В цехе пахло краской. Просторное светлое помещение с высокими полками и галереями позволяло работать разным специалистам, не мешая друг другу. Средних лет женщина строчила что-то на швейной машинке в стороне, заставленной рядом длинных столов; молодая девушка ходила с кистью и баночкой краски по расстеленному на полу огромному панно и что-то поправляла, время от времени опускаясь на корточки. Всюду стеллажи, уставленные банками с красками, которые стояли и на полу, а также картонными коробками, мотками проволоки, листами поролона и другими многими, мне непонятными, но, вероятно, нужными для бутафории, вещами и материалами. Еще кто-то из работников наклеивал полосы бумаги на болванку и уже получалось что-то вроде голого черепа.

— Они тебе сделают из бумаги железо, а из пластмассы дерево, — сказал в похвалу цеховым Леонард, который привёл меня сюда, чтобы показать цех, потому что жена его тоже работала где-то здесь, и сам он был знаком со всеми художниками: декораторами и бутафорами.

— Это запросто, — отозвался молодой человек, что-то вырезающий из пенопласта.

— А где твоя жена? — спросил я Леонарда.

— А она же в пошивке, то есть, в пошивочном цехе.

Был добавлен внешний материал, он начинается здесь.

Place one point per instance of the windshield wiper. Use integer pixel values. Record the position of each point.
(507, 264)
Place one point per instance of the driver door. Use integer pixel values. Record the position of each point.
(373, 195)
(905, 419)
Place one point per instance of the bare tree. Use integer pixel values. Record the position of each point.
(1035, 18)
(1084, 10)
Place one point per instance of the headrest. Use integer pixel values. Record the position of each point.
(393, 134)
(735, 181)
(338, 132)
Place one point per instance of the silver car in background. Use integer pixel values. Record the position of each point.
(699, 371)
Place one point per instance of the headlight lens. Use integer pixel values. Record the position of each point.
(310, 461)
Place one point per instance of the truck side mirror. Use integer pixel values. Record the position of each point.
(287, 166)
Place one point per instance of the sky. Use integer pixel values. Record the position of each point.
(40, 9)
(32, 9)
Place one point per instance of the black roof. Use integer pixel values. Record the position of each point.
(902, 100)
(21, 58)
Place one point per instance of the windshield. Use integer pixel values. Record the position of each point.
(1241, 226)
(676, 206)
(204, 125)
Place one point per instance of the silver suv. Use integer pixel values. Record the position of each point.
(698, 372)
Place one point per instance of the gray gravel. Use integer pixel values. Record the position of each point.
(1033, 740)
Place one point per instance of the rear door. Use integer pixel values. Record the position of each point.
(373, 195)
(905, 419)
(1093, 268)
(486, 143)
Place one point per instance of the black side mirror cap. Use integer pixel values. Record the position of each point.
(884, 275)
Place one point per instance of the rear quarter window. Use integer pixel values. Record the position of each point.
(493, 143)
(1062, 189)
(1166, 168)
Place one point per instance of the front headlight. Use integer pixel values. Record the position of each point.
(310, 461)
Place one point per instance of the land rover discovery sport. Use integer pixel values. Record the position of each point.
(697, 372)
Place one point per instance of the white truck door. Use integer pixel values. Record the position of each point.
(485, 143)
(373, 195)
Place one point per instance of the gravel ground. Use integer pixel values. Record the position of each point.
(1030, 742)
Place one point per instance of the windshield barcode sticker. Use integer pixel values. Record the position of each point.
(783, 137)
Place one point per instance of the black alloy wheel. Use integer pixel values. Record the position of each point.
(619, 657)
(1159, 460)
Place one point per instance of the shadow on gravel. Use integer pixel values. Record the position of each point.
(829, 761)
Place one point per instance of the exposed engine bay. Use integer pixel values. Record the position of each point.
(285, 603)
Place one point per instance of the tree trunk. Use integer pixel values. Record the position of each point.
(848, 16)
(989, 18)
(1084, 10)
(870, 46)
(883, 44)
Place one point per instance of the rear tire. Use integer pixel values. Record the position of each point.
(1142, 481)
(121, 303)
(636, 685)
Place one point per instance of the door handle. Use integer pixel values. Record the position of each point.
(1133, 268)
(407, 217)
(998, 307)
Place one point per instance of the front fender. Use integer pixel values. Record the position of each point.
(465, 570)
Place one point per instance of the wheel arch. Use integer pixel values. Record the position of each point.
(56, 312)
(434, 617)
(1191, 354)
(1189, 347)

В дверь просунулась голова Вячеслава. Увидев нас, он шире открыл дверь и, не входя, недовольной скороговоркой проговорил:

— Где вас черти носят? Ромка бесится. Вот-вот антракт, а вас нет.

Мы заторопились в монтировочную.

Объявили антракт, и мы, стараясь не шуметь, двигали мебель, меняли реквизиты, готовя декорацию к следующему действию. Работали быстро и слаженно, но тихо, зная, что акустика позволяла хорошо слышать артиста даже на последнем ярусе, хотя нам помогал закрытый занавес и естественный шум голосов в зрительном зале, и только разве что стук молотка могли услышать зрители.

После спектакля, когда стихли аплодисменты, и артисты после поклонов, наконец, покинули сцену, мы в полчаса разобрали декорацию и стали расходиться по домам.

Леонард вышел со мной. Я видел, что он мнётся, хочет и не решается что-то сказать.

— Володь, — сказал, наконец, Леонард. — Может к нам зайдёшь как? И моя Элька просила. Пригласил бы, говорит, как-нибудь.

— А Элька-то твоя с какого боку меня знает? — усмехнулся я.

— Ну, я же рассказывал ей про тебя.

— Что рассказывал?

— Ну, что ты учитель. Языки знаешь. То, да сё, — смутился Леонард.

— Тоже мне, достоинство, — хмыкнул я.